Primeros cajones flamencos fabricados por una empresa en España (antes de esto, ya había pequeña producción en talleres o pedidos a carpinteros)
NP Drums es sinónimo de tradición y maestría artesanal valenciana. Desde 1975, este taller familiar en origen ha estado elaborando instrumentos de percusión, iniciándose como un pequeño espacio de trabajo que, gracias a su dedicación y oficio, fue creciendo hasta consolidarse como empresa más grande en 1986. Su especialidad, y la que les dio reconocimiento nacional, ha sido la fabricación de tambores para bandas de cornetas y tambores, especialmente en la Semana Santa de toda España, si bien hoy en día también fabrican folklóricos, percusión mundial y otros muchos más.
Hoy, NP Drums produce más de 5.000 instrumentos al año, que llegan a distintas ciudades de España y a países de la Unión Europea como Alemania, Italia, Francia e Inglaterra. La marca se define por la calidad, el servicio, la transparencia y la capacidad de adaptarse a los retos del mercado, valores que han guiado su estrategia empresarial desde sus primeros pasos.
Su reputación se refleja en su presencia en los eventos y fiestas más importantes del país (llama poderosamente la atención que el icónico bombo de “Manolo el del Bombo” fue uno de sus instrumentos creado desde Manises). Con un compromiso constante con la tradición y la innovación, NP Drums participa activamente en ferias, fiestas y eventos culturales de primer nivel, llevando su sello valenciano a cada rincón.

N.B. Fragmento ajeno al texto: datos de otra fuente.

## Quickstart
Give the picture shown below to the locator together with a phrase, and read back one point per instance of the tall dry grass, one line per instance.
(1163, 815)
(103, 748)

El Tambor Sayón se ha convertido en su producto estrella, pero su filosofía empresarial va más allá de un instrumento: cada pieza se diseña y fabrica a medida, adaptándose a las necesidades de cada cliente. Todos sus productos cuentan con la certificación del Documento de Calificación Artesanal (D.C.A.), garantizando que son elaborados por maestros artesanos especializados, y realizan investigación, desarrollo e innovación (I+D+i) en colaboración con la Universitat Politècnica de Valencia y fondos propios.
Y es precisamente en este espíritu de innovación y tradición donde entra el cajón flamenco. Durante un viaje a Sevilla, NP Drums recibió hace décadas uno de los primeros cajones flamencos fabricados artesanalmente en España como regalo. Fascinados por el instrumento, comenzaron a producirlos ellos mismos, convirtiéndose en pioneros y siendo desde entonces la primera empresa española en fabricar y comercializar cajones flamencos de manera continua.
Para su elaboración, en NP Drums utilizan madera de abedul de entre 9 y 12 milímetros y tapa de lupas o chapas finas. Cuanto más grande sea el cajón mayor será su resonancia. Las láminas de madera suelen ser más gruesas en los lados que no son de percusión, soportando así el peso de la persona que se coloque encima para tocarlo. En la parte de atrás tienen un agujero para que salga el aire al golpear el cajón y que así este suene. En la lámina de madera percutida se le añaden en la parte trasera unas cuerdas de guitarra de metal o bordoneras de tambor para conseguir el sonido característico del cajón. Cuando se toca por el centro se sacan los graves y en la zona de arriba los agudos.